Since a long to time I did not post about MQTT … The main reason was I uses MQTT as a protocol to publish data directly from a device but in a centralized environment like SigFox / LoraWan you can’t use it directly on the device. Actually I have some devices communicating with a backend and the question about how to provide these information to the customers of my service are raising. To match this pattern I have to ways : providing and API where the information are pulled by the customer and MQTT where the information are pushed to the customer.

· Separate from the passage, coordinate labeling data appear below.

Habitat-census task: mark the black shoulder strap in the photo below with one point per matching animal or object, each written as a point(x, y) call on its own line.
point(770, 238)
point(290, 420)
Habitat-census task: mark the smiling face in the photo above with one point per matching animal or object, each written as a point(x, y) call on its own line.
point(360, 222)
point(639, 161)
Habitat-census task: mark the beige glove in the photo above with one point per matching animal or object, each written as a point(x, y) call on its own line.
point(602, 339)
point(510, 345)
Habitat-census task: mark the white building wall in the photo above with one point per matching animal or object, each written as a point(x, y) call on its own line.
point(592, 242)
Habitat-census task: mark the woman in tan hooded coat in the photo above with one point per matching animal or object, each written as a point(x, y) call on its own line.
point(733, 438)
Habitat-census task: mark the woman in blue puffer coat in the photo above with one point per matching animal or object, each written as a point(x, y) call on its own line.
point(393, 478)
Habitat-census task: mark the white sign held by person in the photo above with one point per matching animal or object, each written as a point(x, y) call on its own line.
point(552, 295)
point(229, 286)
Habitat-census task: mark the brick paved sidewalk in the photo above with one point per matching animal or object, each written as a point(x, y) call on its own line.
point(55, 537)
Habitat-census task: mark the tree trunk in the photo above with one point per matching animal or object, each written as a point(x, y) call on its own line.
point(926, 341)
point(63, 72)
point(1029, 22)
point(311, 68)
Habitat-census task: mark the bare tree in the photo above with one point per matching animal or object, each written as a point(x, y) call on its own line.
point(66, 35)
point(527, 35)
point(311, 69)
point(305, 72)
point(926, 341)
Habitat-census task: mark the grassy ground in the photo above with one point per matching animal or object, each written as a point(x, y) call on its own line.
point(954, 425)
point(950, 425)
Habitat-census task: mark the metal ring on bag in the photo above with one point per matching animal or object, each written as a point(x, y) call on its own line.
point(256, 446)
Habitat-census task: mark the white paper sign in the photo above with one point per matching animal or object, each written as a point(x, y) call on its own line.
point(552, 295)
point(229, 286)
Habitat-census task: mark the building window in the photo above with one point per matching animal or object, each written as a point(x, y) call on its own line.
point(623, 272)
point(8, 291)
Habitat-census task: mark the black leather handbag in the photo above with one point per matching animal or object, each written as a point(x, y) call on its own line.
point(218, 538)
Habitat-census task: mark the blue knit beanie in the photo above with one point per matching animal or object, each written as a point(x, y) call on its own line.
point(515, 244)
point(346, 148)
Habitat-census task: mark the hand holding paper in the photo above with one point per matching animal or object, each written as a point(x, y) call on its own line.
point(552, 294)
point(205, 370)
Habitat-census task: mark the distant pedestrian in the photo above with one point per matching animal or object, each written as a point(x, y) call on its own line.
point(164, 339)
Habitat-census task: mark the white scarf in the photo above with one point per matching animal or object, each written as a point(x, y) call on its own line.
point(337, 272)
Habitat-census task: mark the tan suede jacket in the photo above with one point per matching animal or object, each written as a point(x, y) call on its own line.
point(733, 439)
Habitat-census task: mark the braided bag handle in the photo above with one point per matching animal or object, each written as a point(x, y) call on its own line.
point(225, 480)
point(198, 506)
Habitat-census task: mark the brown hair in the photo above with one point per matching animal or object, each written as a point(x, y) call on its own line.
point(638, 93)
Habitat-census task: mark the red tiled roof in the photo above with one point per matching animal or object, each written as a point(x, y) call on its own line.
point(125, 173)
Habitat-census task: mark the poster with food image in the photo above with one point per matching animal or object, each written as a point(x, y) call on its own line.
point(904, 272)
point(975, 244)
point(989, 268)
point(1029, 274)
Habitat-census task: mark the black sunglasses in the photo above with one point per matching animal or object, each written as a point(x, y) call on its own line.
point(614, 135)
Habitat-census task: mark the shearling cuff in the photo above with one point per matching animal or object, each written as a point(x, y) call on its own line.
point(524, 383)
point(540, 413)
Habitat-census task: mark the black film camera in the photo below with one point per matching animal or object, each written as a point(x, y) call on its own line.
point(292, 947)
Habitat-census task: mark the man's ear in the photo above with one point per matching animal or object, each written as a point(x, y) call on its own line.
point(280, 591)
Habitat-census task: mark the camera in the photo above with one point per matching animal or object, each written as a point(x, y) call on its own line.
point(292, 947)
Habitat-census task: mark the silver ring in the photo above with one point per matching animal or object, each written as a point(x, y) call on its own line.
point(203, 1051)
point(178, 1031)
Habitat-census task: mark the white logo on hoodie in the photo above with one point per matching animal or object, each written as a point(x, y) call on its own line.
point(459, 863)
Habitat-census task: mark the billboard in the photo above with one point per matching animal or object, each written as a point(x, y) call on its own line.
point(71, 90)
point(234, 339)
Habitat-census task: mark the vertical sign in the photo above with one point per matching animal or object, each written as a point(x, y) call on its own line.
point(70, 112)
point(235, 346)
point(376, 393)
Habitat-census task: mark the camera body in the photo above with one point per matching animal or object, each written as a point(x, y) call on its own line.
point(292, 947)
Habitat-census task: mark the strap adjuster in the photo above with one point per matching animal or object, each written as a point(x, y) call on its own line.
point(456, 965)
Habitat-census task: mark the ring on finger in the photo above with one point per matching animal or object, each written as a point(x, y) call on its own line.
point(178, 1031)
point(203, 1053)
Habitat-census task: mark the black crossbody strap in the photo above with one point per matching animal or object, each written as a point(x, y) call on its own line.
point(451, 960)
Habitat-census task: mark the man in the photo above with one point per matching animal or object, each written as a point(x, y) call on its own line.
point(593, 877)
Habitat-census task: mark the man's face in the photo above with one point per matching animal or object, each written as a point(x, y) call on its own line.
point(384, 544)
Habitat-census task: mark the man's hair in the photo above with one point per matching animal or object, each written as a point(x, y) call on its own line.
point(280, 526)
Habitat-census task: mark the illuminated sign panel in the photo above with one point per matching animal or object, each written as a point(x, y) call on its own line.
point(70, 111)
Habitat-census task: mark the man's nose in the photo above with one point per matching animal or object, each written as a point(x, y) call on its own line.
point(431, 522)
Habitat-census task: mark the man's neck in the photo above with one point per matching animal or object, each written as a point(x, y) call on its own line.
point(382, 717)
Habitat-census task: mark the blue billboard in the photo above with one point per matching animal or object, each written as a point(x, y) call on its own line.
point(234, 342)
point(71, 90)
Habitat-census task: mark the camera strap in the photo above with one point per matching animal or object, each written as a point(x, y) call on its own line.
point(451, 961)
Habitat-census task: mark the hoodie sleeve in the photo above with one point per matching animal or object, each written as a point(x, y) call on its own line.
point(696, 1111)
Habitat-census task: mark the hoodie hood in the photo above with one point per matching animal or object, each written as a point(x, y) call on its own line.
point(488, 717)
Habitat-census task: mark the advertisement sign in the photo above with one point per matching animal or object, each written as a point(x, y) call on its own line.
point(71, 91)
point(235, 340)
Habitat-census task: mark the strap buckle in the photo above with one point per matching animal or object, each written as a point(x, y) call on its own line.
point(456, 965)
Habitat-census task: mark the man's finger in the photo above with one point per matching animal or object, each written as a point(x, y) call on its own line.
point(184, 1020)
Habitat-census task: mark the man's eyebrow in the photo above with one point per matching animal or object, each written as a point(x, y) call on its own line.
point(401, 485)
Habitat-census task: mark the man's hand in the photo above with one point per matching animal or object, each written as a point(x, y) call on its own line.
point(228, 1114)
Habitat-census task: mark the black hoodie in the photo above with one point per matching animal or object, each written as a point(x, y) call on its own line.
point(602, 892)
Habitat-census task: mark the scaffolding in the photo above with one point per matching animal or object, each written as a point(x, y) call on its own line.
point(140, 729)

One choice is not against the other one, I had the two kind of customers. For this reason I will describe how we can implement a MQTT server (mosquitto) to push Sigfox data device as json content.
Installing and configuring MQTT on CentOs7
1 – Install mosquitto (open source MQTT) server
# yum install mosquitto
2 – Configure mosquitto
Edit the /etc/mosquitto/mosquitto.conf
We will have persistent storage for client subscribing to the queues. It sounds good to activate client expiration to ensure we won’t have unlimited persistence.
persistent_client_expiration 15d
The messages are firstly stored in memory then saved on disk after the autosave_interval second. The default value is 30 minutes (1800s) and it create a risk of large loss. A reduction to 1 minute sound safer.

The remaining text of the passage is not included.